Juxtaposition de vignettes numérotées, le texte aussi bref que son écriture est sèche déroule dans une froideur ironique la relation amoureuse, pas si à sens unique que cela, qui se noue entre le polonais Witold, pianiste concertiste septuagénaire, et Beatriz, une femme mariée de la bourgeoisie barcelonaise, de vingt ans sa cadette, organisatrice de concerts.
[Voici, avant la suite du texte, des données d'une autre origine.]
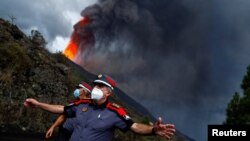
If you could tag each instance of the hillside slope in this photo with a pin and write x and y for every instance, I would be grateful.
(27, 69)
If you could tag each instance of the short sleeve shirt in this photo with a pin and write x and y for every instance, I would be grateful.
(94, 123)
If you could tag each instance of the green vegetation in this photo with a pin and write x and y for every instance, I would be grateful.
(27, 69)
(238, 109)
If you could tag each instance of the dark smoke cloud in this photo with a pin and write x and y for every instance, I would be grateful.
(181, 59)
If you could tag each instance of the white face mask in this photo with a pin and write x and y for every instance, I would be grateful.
(96, 94)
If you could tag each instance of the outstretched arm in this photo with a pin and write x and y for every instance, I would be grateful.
(57, 109)
(57, 123)
(164, 130)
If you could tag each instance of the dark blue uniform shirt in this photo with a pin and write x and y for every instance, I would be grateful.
(95, 122)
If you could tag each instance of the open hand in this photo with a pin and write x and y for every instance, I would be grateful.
(30, 102)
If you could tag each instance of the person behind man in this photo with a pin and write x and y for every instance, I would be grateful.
(96, 120)
(82, 92)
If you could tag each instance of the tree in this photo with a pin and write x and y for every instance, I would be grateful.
(37, 38)
(238, 109)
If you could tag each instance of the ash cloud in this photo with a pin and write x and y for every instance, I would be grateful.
(183, 60)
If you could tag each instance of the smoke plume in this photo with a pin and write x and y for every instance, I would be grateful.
(181, 59)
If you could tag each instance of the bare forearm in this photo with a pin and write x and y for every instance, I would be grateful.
(57, 109)
(142, 129)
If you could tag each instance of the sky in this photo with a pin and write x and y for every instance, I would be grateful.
(181, 59)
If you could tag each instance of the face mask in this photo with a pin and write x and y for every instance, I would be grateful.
(96, 94)
(76, 93)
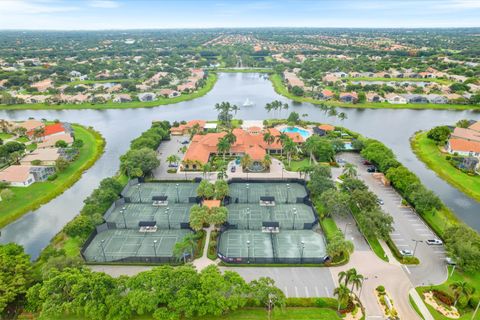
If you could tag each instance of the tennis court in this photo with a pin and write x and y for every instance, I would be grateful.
(283, 192)
(251, 216)
(114, 245)
(167, 217)
(176, 192)
(283, 247)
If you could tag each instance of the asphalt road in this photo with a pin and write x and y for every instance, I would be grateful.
(408, 227)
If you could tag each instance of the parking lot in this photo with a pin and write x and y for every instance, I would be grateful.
(408, 227)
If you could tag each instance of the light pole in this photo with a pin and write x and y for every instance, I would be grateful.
(124, 220)
(178, 196)
(139, 194)
(155, 247)
(361, 288)
(102, 243)
(346, 226)
(294, 216)
(301, 253)
(288, 191)
(168, 217)
(416, 243)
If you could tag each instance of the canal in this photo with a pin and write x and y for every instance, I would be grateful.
(119, 126)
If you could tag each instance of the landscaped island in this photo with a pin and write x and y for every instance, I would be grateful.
(50, 158)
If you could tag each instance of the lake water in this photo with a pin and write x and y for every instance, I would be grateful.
(119, 127)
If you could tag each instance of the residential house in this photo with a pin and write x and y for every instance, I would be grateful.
(147, 96)
(17, 176)
(350, 97)
(395, 98)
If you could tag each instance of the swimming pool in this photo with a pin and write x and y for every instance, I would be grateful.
(304, 133)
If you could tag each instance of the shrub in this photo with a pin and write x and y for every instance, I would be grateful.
(443, 297)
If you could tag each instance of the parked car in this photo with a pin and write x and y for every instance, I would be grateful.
(406, 253)
(434, 242)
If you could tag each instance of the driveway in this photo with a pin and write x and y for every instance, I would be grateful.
(408, 227)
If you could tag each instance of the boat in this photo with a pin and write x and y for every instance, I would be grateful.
(248, 103)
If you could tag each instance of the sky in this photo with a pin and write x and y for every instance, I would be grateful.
(160, 14)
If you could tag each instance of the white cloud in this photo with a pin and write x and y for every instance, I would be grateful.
(108, 4)
(32, 7)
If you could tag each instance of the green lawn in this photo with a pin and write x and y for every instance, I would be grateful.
(427, 151)
(210, 82)
(32, 197)
(259, 314)
(282, 90)
(470, 278)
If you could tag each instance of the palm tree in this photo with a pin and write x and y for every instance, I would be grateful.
(246, 161)
(342, 293)
(223, 146)
(461, 288)
(267, 161)
(269, 139)
(173, 158)
(350, 170)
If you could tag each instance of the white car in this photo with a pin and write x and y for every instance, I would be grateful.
(434, 242)
(406, 253)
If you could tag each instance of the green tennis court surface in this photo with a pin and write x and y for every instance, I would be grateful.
(167, 217)
(240, 245)
(251, 216)
(144, 192)
(113, 245)
(282, 191)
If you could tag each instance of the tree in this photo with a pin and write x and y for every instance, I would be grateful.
(439, 134)
(206, 190)
(335, 202)
(223, 146)
(143, 159)
(173, 158)
(15, 276)
(343, 295)
(350, 170)
(338, 245)
(264, 292)
(221, 189)
(246, 161)
(61, 164)
(461, 288)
C’est à travers ses yeux à elle que l’on perçoit leur histoire.
Rebutée par l’interprétation inhabituellement peu romantique de la musique de Chopin par Witold, plus encore tenue à distance par leur absence de langue commune, elle n’est déjà que hauteur et ennui lorsque cet homme en âge d’être son père lui déclare sa flamme, la comparant à une autre Béatrice, celle qui fut la muse de Dante. Partagée entre pitié et répulsion, mais au fond flattée et intriguée, elle se montre tentée par un début d’idylle mais, ne mâchant pas ses mots, finit par se persuader de son indifférence. Il lui léguera des poèmes en polonais qui, une fois traduits, continueront à la hanter de leur sens à jamais mystérieux, scellant l’incommunicabilité entre ces deux êtres en même temps que leur impalpable mais bien réel attachement.
A première vue déconcertante de banalité malgré la dissection sèche, presque méchante, d’une relation beaucoup plus ambivalente qu’elle n’y paraît, la narration prend tout son sens lorsque, conscient de la prédilection de l’auteur pour l’ambiguïté et les allégories cachées derrière le réalisme de ses textes, l’on se prend à aligner les indices à la recherche d’un autre sens. De la musique de Chopin à celle des mots, et du vieil interprète à qui échappe le sens des notes, la langue des autres et les caprices de sa muse à l’écrivain âgé s’interrogeant sur ce que la postérité retiendra du sens de son œuvre, ce sont les doutes et le combat de l’homme de lettres à trouver les mots justes, à peine entrevus déjà enfuis, à peine exprimés déjà mal compris, qui semblent s’exprimer ici à propos d’un art littéraire insaisissable par essence.
Un coup de maître que ce livre impossible à écrire plus à l’os et qui pourtant semble recéler un double fond, si ce n’est celui d’une sorte de testament littéraire, à tout le moins celle de l’ironie lucide et un peu triste d’un écrivain se retournant sur toute une vie à tenter de saisir l’insaisissable au bout de sa plume.